When Walt Disney wanted to make a decision or create a new character, he would physically move from room to room to look at the situation from different angles (see corresponding page). Likewise, get your mind accustomed to distinct times in your thinking, decision-making or meeting process by regularly taking time to address each of the steps below:

Dedicate 10 minutes to stating the facts

Dedicate 10 full minutes to stating the facts, looking at them, listing them, examining them coldly, objectively, as they are.
OUR TIP: To make this step easier, answer questions such as :
> What exactly is going on?
> What are the different components of the question, or the problem?
> How can I state it clearly?
> Are we taking into account all the actors involved? All the dimensions of the crisis?

Dedicate 10 minutes to consider the worst

Then dedicate 10 full minutes to consider the worst of what could happen based on these facts, sincerely, objectively
OUR TIP: To make this step easier, act as if you were listening to a friend or colleague who is going through a rough patch and – in order to get out of it – needs to state what could be the worst for him or her so that they can prepare for it, if necessary.

Dedicate 30 minutes to look at the situation from the perspective of opportunities

Then spend 30 minutes going over each element of the diagnosis one by one, each fact and see if you could not, precisely, see them differently, find an opportunity in the crisis.

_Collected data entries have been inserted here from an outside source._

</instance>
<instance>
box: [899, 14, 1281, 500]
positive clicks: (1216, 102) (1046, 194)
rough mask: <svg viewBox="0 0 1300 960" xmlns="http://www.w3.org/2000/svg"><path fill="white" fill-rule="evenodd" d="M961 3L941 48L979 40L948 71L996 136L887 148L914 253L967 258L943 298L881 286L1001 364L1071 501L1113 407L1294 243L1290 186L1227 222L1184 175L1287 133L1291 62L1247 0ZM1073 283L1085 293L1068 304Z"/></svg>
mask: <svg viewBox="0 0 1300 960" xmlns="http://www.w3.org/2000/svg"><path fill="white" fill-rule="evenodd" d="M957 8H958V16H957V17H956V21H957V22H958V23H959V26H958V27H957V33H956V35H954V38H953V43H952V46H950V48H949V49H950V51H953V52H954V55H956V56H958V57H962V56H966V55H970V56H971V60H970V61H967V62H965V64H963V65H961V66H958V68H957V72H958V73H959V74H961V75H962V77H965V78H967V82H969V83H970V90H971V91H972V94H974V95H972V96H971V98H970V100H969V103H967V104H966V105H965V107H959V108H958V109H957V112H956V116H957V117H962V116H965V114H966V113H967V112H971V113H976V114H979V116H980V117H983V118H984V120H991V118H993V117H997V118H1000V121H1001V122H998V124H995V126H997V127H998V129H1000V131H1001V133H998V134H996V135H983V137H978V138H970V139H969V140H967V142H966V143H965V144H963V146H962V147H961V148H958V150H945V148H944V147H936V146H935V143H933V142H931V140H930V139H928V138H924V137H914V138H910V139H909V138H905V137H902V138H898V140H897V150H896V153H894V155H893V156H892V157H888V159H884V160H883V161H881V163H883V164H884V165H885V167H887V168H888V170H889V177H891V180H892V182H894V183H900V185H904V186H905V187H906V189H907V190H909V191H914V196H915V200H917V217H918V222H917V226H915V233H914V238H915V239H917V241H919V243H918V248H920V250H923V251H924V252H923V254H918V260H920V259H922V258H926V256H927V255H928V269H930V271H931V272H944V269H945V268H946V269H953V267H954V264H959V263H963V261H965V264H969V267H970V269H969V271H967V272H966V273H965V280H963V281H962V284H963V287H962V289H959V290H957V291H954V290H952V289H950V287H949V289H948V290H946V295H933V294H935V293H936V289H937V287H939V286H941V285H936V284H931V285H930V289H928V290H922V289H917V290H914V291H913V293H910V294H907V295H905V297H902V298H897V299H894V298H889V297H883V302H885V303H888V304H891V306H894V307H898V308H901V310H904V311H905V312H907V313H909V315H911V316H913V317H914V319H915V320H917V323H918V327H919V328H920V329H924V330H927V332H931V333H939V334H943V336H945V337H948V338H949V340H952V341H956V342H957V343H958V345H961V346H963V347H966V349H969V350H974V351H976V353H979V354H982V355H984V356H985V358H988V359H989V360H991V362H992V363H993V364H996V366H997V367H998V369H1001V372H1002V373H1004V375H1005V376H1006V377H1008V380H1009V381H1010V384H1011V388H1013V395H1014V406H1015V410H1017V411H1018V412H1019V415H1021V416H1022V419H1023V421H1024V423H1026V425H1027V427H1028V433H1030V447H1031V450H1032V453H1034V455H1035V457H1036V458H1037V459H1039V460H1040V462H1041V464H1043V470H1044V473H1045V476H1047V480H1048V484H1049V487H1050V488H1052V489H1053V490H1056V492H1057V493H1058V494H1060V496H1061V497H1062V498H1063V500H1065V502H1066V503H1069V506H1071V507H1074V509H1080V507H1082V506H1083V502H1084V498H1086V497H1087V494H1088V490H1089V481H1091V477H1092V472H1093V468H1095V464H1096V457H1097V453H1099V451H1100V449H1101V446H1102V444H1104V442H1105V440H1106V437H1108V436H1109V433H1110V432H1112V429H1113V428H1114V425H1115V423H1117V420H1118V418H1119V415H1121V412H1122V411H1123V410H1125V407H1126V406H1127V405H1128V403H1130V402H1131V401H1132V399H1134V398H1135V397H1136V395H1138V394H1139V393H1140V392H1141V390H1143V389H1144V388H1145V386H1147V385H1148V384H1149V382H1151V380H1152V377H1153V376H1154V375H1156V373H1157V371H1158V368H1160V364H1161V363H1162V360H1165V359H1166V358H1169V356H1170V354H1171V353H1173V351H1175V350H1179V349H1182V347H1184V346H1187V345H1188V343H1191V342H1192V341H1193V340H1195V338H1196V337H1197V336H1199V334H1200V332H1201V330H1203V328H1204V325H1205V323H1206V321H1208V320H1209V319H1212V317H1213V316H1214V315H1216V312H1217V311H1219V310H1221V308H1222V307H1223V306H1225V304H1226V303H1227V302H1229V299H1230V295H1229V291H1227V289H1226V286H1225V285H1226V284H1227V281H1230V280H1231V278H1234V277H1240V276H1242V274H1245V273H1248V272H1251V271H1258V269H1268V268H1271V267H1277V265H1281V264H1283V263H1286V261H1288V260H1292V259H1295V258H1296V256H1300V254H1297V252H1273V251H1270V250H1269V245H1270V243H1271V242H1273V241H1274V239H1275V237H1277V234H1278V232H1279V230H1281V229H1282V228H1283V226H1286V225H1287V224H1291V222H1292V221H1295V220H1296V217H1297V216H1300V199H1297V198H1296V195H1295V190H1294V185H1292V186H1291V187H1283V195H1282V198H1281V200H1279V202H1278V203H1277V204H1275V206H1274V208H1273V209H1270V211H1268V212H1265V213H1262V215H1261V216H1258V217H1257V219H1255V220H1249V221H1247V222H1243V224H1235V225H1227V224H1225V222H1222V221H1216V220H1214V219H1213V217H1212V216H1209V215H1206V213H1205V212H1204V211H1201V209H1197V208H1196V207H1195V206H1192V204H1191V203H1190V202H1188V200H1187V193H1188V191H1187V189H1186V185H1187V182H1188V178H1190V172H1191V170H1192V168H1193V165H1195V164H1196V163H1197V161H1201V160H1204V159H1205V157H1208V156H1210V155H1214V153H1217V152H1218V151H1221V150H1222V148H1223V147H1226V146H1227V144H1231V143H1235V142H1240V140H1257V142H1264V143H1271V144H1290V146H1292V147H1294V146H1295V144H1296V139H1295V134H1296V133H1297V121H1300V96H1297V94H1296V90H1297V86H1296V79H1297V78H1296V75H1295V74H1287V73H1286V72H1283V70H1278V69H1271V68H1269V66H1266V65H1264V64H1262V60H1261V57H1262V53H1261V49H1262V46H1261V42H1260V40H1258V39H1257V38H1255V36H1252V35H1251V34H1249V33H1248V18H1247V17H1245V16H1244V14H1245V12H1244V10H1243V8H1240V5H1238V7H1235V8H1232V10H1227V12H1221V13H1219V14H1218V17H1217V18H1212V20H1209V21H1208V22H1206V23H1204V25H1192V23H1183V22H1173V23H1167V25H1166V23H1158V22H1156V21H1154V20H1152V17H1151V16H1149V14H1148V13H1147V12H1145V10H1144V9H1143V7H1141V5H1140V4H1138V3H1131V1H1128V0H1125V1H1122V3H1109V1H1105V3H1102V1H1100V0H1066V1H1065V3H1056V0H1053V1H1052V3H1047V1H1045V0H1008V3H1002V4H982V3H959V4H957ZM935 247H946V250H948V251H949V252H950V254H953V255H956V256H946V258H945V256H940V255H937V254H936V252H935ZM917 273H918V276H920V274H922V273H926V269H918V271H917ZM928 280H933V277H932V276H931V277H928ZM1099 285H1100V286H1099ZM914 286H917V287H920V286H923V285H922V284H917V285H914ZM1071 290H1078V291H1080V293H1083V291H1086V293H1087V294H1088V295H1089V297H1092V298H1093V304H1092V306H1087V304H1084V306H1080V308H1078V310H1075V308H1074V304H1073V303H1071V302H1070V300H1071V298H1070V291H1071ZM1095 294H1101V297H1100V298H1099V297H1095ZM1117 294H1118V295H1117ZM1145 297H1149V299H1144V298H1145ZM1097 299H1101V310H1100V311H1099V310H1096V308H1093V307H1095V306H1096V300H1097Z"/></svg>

OUR TIP: To make this step easier, answer questions such as :
> Am I really sure?
> If it didn’t concern me, what question would I ask a friend who is “spinning around like a hamster in a wheel” when faced with such a situation?
> Could the situation be analyzed differently?
> What opportunities are hiding behind these constraints?
> If I could make 3 wishes to a genie {link to another card that describes them}, now, what would they be?

Dedicate 10 minutes to summarize and decide on the following

Finally give yourself 10 minutes to synthesize all these steps and decide with consciousness what to do. You have tamed your brain. Repeat as often as necessary, adapting the time spent in proportion to the time you have available. You will be more and more muscular in your approach and you brain will gradually trigger the right reflexes, immediately!